Jim Tressel is gone from the Ohio State University. Bruce Pearl is gone from the University of Tennessee. Butch Davis is leading a program where 8 players amassed 317 unpaid parking totaling over $13,000. Wide Receiver Greg Little alone had 93 tickets on multiple vehicles with nine different license plates. Among the cars the players were driving? Land Rovers, BMWs and Acuras, all cars scholarship players who can’t have jobs surely can afford. Then you have John Calipari.
Back in the 2007-2008 season, future NBA MVP Derrick Rose led the Memphis Tigers to the NCAA Title game under coach John Calipari. A few months later it was discovered that Rose’s SAT score had been thrown out because he may not have actually taken the test himself. This led to the season being vacated because Rose was ruled ineligible. The worst part is that if they had let that violation slide, he would have been ruled ineligible because his brother Reggie was allowed to travel with the team for free.

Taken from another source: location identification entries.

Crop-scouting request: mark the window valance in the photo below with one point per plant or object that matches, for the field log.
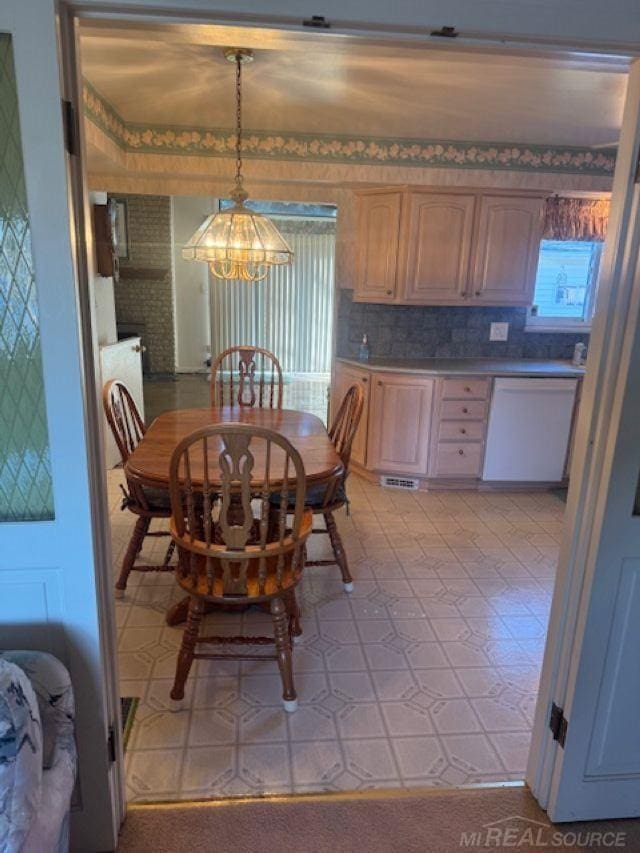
(576, 218)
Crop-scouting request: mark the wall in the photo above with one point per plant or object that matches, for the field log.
(193, 328)
(401, 331)
(149, 300)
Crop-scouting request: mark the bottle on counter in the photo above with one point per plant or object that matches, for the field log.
(363, 351)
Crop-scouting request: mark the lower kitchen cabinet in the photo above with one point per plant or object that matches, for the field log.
(424, 426)
(400, 423)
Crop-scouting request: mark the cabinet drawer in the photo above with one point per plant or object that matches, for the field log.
(463, 410)
(465, 389)
(457, 459)
(461, 431)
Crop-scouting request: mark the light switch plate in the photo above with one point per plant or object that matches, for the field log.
(499, 332)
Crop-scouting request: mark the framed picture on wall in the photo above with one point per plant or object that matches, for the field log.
(122, 230)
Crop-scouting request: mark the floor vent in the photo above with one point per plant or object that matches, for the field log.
(400, 483)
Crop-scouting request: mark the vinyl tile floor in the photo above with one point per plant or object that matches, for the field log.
(426, 674)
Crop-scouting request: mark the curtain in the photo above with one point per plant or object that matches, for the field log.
(576, 219)
(291, 311)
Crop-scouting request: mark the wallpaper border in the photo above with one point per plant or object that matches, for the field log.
(331, 148)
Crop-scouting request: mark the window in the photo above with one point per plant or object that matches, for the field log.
(565, 284)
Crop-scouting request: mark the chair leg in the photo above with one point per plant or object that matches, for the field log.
(293, 611)
(187, 648)
(283, 651)
(169, 554)
(135, 546)
(338, 550)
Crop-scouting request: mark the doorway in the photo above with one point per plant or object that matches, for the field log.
(271, 753)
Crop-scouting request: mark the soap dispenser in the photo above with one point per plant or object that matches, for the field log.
(363, 351)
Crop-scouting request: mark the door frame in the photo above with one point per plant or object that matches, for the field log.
(582, 497)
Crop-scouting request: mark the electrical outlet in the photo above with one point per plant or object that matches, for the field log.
(499, 332)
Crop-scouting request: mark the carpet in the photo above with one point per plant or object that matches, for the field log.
(128, 708)
(426, 820)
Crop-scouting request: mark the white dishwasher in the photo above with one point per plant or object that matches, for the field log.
(528, 431)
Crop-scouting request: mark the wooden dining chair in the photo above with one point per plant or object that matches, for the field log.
(147, 504)
(325, 500)
(246, 376)
(236, 547)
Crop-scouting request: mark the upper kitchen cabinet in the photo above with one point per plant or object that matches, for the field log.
(437, 236)
(506, 252)
(420, 247)
(377, 246)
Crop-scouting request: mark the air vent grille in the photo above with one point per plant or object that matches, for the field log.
(400, 483)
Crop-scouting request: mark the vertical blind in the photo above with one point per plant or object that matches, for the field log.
(290, 312)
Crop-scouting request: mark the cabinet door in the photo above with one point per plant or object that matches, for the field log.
(507, 247)
(437, 243)
(344, 377)
(399, 423)
(378, 235)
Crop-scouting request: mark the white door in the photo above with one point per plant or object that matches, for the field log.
(50, 584)
(591, 669)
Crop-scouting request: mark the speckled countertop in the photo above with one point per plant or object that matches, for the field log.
(471, 366)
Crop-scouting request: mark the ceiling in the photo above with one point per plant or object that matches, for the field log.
(302, 83)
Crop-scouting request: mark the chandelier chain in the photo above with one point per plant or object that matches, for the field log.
(238, 121)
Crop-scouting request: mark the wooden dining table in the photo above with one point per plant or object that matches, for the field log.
(149, 462)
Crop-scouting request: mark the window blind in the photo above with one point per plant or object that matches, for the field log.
(291, 311)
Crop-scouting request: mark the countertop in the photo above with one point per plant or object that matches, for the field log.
(471, 366)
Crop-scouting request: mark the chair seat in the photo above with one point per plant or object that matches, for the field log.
(314, 498)
(253, 593)
(157, 499)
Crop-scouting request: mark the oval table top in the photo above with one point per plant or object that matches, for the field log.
(149, 462)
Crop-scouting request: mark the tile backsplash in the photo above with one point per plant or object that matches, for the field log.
(401, 331)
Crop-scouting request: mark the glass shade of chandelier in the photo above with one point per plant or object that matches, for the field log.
(238, 243)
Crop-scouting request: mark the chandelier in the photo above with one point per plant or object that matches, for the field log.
(238, 243)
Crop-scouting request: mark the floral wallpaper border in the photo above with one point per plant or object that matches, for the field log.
(219, 142)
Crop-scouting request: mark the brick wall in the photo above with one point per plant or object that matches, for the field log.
(149, 300)
(400, 331)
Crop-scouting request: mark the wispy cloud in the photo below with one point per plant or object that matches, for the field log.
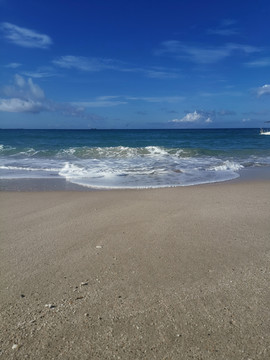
(27, 97)
(200, 116)
(194, 117)
(203, 55)
(158, 99)
(25, 37)
(93, 64)
(13, 65)
(108, 101)
(84, 64)
(40, 72)
(225, 28)
(263, 62)
(263, 90)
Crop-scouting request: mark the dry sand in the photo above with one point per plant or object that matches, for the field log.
(177, 273)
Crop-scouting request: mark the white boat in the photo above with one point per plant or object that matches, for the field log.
(264, 132)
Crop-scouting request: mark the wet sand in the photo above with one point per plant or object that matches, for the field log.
(178, 273)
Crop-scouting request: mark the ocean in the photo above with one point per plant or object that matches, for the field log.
(116, 159)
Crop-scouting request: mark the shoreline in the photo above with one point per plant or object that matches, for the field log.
(158, 274)
(61, 184)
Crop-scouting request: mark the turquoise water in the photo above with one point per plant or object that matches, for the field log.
(132, 158)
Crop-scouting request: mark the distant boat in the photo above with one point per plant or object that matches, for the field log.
(264, 132)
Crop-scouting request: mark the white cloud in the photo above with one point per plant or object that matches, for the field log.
(200, 55)
(13, 65)
(195, 117)
(158, 99)
(263, 90)
(224, 29)
(264, 62)
(115, 100)
(92, 64)
(189, 117)
(25, 37)
(83, 63)
(26, 96)
(20, 105)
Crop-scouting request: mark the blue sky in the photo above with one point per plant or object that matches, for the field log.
(134, 64)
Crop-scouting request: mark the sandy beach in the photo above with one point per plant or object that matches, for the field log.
(177, 273)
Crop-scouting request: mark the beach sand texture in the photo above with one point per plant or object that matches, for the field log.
(179, 273)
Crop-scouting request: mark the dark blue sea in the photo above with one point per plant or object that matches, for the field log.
(132, 158)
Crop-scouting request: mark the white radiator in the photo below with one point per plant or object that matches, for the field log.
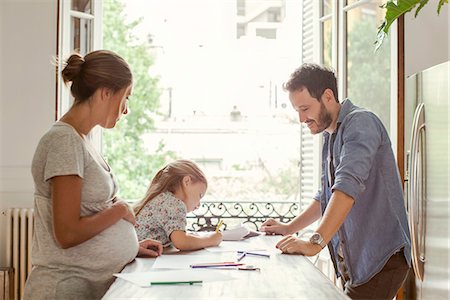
(19, 235)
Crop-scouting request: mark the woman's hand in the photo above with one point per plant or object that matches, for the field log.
(272, 226)
(128, 214)
(216, 238)
(293, 245)
(150, 248)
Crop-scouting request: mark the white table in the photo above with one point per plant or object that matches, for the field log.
(282, 276)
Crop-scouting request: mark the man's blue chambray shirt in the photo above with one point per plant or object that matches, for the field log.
(365, 169)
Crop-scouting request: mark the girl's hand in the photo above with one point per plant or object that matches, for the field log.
(128, 214)
(150, 248)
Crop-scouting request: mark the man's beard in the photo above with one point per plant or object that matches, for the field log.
(324, 120)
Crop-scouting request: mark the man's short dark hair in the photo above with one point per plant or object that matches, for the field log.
(316, 79)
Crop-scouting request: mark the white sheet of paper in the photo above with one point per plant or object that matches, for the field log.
(235, 234)
(143, 279)
(234, 246)
(184, 261)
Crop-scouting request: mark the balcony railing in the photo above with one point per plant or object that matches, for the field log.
(251, 213)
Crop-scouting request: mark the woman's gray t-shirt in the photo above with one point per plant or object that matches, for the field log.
(89, 265)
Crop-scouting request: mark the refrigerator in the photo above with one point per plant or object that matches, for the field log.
(427, 181)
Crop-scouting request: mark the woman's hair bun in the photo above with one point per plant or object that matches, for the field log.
(73, 67)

Coach Calipari has had a track record of violations. In his career he has had a season at UMass vacated as well shady dealings such as hiring prized recruit Tyreke Evans’ personal strength coach as an administrative assistant. So how is he punished? After the fall out at Memphis, he was actually rewarded by becoming head coach of perennial powerhouse Kentucky. A man who is a ticking time bomb of NCAA violations gets one of the most coveted jobs in college sports.
Today, Kentucky announced that they had extended Coach Calipari’s contract by 2 more seasons and an additional $5 million, bringing the total of his deal with incentives to $36.5 million.
A lot of people argue that paying student-athletes is one solution to the problems, but maybe we should stop paying these coaches who cheat, get caught and are rewarded with even more lucrative deals while the teams they leave are left to pick up the pieces.